Bedenkliche Handy-App? Darum fällt Metas Messenger durch

Allein in Deutschland wird die Anwendung von Milliarden genutzt. Laut Googles Play Store zumindest wurde Metas Messenger bereits über fünf Milliarden Mal heruntergeladen. Dabei soll die Handy-App für Besitzer*innen eines Android-Gerätes, aber auch für jene eines iPhones, gar nicht so empfehlenswert sein. Walkers Meinung dazu steht jedenfalls fest:

„Zur Überraschung vieler ist Facebook Messenger eine der sehr wenigen solcher Anwendungen, die (sie) niemals auf ihren Geräten installieren sollten. Sie ist so beliebt, dass die Leute sie nicht für eine problematische Applikation halten werden.“

Steven Walker, Spylix-CEO

Der Grund ist ihre Anfälligkeit für Hacker, weil es keine Ende-zu-Ende-Verschlüsselung gibt, erklärt Walker. „Jeder kann die Unterhaltung zwischen zwei Personen nachverfolgen“, fügt er in einem Interview mit The Sun hinzu.

Das schlagen Experten vor

Walkers erster Ratschlag lautet daher: „In Anbetracht der Sicherheitsproblematik würde ich empfehlen, die App nicht zu installieren“. Stattdessen sollten Nutzer*innen auf Alternativen mit besserer Sicherheit und Verschlüsselung zurückgreifen.
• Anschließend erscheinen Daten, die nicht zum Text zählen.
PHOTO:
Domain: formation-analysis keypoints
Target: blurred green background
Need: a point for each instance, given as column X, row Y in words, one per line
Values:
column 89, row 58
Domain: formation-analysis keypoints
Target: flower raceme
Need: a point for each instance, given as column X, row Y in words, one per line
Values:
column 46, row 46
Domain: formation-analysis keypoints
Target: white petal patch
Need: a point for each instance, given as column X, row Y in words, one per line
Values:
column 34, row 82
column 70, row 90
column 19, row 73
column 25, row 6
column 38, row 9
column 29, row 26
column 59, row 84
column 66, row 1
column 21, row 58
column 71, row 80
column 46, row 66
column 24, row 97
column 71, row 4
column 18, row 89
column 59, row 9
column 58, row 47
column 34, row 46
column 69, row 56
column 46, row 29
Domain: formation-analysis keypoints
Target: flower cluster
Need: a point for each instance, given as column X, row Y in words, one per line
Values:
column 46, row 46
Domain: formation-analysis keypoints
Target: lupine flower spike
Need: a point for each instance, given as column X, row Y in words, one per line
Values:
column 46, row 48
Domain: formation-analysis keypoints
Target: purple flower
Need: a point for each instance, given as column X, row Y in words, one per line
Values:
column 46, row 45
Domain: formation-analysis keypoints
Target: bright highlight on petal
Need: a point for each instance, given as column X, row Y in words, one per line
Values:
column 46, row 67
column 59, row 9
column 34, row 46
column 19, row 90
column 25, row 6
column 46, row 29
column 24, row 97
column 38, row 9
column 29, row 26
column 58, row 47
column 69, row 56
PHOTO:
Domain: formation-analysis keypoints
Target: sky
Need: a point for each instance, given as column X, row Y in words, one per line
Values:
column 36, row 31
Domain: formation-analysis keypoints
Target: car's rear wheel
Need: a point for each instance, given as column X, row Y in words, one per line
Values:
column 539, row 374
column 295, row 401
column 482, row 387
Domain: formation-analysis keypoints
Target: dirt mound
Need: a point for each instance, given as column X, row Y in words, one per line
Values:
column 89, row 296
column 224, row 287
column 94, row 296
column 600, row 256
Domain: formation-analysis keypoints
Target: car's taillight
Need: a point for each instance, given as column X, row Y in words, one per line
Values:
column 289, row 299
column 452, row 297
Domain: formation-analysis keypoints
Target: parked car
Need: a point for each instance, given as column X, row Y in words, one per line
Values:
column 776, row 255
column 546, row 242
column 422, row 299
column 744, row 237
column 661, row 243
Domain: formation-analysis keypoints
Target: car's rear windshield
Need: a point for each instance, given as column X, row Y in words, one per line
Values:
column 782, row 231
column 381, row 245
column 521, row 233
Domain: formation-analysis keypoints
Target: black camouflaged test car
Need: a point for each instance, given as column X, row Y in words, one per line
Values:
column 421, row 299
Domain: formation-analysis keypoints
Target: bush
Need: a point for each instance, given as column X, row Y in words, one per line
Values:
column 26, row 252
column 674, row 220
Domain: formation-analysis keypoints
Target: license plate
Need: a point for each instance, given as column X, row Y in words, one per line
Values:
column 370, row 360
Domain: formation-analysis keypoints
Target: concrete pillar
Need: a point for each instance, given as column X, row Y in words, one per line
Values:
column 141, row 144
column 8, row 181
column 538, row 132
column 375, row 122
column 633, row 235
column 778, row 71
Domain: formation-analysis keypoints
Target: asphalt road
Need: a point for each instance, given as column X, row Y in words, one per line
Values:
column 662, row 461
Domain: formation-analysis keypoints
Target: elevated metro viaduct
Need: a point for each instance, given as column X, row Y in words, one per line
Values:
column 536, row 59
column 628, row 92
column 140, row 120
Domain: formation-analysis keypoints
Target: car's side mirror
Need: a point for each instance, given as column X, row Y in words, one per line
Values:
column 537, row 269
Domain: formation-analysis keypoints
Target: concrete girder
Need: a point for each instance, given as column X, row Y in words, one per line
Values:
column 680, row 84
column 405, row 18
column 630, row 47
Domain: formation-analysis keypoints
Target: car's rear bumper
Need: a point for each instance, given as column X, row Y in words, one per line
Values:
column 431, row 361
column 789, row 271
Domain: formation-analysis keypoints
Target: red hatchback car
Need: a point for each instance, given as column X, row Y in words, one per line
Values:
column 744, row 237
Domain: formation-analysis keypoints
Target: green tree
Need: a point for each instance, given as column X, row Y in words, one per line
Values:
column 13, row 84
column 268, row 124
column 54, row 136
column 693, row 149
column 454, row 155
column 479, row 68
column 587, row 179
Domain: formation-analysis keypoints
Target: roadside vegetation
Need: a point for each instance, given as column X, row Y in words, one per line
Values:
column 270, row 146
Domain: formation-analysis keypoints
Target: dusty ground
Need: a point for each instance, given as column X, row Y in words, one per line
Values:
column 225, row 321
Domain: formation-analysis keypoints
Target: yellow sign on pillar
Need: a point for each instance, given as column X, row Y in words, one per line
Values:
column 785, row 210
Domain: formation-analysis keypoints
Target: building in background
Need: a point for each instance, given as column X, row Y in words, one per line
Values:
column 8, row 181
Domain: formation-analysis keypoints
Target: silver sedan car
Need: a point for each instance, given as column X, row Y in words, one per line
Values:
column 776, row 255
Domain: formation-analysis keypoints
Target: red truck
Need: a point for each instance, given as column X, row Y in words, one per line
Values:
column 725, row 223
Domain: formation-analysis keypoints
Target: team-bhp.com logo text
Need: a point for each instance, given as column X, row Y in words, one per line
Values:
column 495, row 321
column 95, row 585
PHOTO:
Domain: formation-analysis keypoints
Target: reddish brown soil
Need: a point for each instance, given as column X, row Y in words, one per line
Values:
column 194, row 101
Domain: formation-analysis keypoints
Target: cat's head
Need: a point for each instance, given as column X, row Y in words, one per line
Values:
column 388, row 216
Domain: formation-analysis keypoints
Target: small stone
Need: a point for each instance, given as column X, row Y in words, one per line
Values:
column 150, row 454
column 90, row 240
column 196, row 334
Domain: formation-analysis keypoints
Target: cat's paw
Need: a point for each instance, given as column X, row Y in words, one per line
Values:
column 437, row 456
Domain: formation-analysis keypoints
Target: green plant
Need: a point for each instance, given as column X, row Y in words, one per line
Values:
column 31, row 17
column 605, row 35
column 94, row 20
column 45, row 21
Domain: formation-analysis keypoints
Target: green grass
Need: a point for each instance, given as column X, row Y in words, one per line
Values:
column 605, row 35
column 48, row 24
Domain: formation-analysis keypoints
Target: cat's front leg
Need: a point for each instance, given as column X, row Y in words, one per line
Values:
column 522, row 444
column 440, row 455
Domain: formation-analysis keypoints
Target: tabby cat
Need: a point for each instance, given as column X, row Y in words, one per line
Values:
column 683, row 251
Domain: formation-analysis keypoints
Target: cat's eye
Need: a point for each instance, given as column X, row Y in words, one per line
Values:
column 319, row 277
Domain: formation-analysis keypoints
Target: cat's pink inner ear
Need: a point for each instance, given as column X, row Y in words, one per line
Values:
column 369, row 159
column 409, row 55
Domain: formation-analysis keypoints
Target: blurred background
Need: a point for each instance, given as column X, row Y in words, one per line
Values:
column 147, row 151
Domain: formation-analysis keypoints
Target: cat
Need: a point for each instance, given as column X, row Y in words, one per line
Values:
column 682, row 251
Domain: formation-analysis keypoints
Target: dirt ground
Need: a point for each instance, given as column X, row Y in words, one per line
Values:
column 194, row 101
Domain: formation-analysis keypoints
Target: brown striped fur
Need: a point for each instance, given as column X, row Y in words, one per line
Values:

In diesem Zusammenhang nennt der Cybersicherheitsexperte Zak Doffman gegenüber Forbes explizit WhatsApp und Signal, weil beide diese Voraussetzungen erfüllen. Dennoch macht er dabei eine wichtige Einschränkung:

„Mein gegenwärtiger Rat lautet, nutze WhatsApp als deinen täglichen Messenger, gemessen an seiner Reichweite, aber lass Signal parallel laufen.“

Zak Doffman, Cybersicherheitsexperte

Wer also auf Metas Messenger verzichten kann, soll damit eine – zumindest laut dem Experten – sicherere Umgebung zur Verfügung haben.